Eva's difficulties throughout are further hammered home by the incapacity of her husband to accept the true nature of their son, by the slow breakdown of trust in their marriage, and her loyalties throughout are tried to the point of breaking.

There is no black and white here in this novel, no preaching on issues, no moral high-ground, just a shattering of stereo-types.

For all of Kevin's uglinesses he also possesses a crystalline purity of intelligence and form that is almost curiously admirable.

Correspondingly, one's sympathy with the narrator Eva is stretched very thin as her many flaws and defects rise to the surface. Indeed her take on events can be construed as somewhat suspect and, in places, her sanity very questionable indeed.

It is a complex book, dealing with contemporary and exceedingly difficult issues, raising questions regarding culture, education, parenthood, family, justice, nature/nurture, love and loyalty, with no apparent answers.

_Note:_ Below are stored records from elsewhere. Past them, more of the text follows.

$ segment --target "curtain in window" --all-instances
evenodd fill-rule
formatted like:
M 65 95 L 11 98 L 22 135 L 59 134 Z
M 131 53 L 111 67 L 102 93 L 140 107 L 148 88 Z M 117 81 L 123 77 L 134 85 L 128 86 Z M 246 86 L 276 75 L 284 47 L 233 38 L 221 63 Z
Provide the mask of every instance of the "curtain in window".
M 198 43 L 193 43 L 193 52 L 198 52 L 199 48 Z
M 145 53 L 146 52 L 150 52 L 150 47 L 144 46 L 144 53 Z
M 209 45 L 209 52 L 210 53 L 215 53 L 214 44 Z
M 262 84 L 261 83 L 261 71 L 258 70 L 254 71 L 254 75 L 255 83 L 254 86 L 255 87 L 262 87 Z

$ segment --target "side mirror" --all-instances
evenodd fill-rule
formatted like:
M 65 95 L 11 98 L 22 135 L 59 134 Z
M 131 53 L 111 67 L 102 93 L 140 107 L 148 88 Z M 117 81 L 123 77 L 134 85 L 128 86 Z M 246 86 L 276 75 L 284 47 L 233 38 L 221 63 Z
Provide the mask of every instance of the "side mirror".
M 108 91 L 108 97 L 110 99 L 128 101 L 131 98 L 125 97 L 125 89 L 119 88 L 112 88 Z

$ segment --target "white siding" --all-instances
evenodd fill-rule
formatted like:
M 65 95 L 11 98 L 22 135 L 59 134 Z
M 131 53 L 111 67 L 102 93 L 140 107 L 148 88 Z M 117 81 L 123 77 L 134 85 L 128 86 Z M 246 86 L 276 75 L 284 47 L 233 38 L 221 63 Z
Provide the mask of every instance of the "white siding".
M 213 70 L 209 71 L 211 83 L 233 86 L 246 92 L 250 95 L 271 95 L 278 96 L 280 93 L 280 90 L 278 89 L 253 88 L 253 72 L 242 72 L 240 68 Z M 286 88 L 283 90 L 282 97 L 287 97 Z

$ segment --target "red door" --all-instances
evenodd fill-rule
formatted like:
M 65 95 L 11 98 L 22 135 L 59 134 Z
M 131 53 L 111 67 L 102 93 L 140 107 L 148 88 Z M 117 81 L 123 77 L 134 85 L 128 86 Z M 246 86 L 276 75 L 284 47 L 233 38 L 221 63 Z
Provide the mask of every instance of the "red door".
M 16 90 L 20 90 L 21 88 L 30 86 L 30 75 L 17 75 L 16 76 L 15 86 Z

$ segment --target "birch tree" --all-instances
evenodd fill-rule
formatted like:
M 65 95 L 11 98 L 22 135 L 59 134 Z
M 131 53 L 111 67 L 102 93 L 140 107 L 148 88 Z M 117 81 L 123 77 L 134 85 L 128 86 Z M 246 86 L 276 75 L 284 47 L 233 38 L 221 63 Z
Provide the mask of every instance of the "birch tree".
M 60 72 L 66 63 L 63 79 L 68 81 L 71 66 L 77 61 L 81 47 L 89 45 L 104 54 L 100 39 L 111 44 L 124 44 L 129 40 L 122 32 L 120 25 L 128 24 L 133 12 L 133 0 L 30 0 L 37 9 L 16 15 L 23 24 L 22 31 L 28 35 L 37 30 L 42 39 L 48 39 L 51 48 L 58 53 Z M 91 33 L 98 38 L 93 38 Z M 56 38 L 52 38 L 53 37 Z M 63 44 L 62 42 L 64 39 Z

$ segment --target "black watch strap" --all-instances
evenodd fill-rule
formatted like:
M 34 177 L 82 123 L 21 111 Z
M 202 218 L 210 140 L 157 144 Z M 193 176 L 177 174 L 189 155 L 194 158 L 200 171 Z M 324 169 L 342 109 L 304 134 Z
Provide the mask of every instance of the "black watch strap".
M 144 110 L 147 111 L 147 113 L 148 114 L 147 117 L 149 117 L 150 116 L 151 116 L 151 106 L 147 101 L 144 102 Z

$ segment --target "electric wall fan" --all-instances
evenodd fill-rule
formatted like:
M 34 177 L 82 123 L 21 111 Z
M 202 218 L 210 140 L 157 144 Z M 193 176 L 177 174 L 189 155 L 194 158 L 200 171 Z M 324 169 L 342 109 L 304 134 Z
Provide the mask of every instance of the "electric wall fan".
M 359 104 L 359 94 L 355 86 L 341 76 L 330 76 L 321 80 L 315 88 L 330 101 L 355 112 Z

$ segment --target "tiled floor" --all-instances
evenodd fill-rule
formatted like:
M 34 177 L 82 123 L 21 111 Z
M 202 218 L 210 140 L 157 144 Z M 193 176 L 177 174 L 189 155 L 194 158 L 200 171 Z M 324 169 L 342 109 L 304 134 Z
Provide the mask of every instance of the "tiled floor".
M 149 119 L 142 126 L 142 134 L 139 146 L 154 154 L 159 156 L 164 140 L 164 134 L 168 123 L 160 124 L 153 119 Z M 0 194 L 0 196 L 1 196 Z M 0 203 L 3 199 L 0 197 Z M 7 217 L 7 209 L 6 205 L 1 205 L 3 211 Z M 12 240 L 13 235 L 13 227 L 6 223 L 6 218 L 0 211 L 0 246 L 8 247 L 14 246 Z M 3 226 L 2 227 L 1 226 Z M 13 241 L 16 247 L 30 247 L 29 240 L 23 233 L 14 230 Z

Indeed there are no clear lines other than the tight plot construction, and emotions and events are muddy throughout, inherently flawed, often ugly and distasteful, paradoxical and contradictory, sometimes inspiring insight, sometimes interspersed with glimmers of joy and hope, but frequently veiled in uncertainty, just as in life itself.

There are many small details regarding emotion and contemporary living that sparkle with an alive freshness in this book, little facets that I have never imagined nor seen/heard expressed in words elsewhere; little threads of connectivity that delight with their honesty and bravery; little shards of dusty truth that sparkle with the light of exposure.

Indeed in whole the book represents a story woven with threads that few writers would (dare to?) pick up, both in term of the language used, (sometimes a tad dense and over-wordy - a dictionary to hand might be useful sometimes, although the gist is mostly not hard to discern), the plot, (which in content is difficult to digest, frequently prodding raw exposed nerve endings and touching dark primitive regions of the psyche), and the emotional landscapes explored, (which are often challenging to say the least).

Ultimately you are left to make up your own mind about the issues raised, and you might find, as I have, and as the narrator/author seems to have, that no clear-cut stances can be formed.

Controversy is in the foreground and it is a book I will be churning over in my mind for many a week to come. Indeed, it has initiated massive internal dialogues and debates and I am pleased to note by looking at these Amazon reviews that I am not the only one similarly affected!

I have just finished reading this book, engrossed in it in a three-day 'whirlwind' to the exclusion of the rest of my duties.

I cannot recommend it highly enough.

It is stimulating and deserves debate, bringing to the fore issues that most of us would prefer not to address.

But be prepared to have your stomach churned and the strings of your sanity tweaked past their limits!


Perhaps we ALL need to talk about Kevin!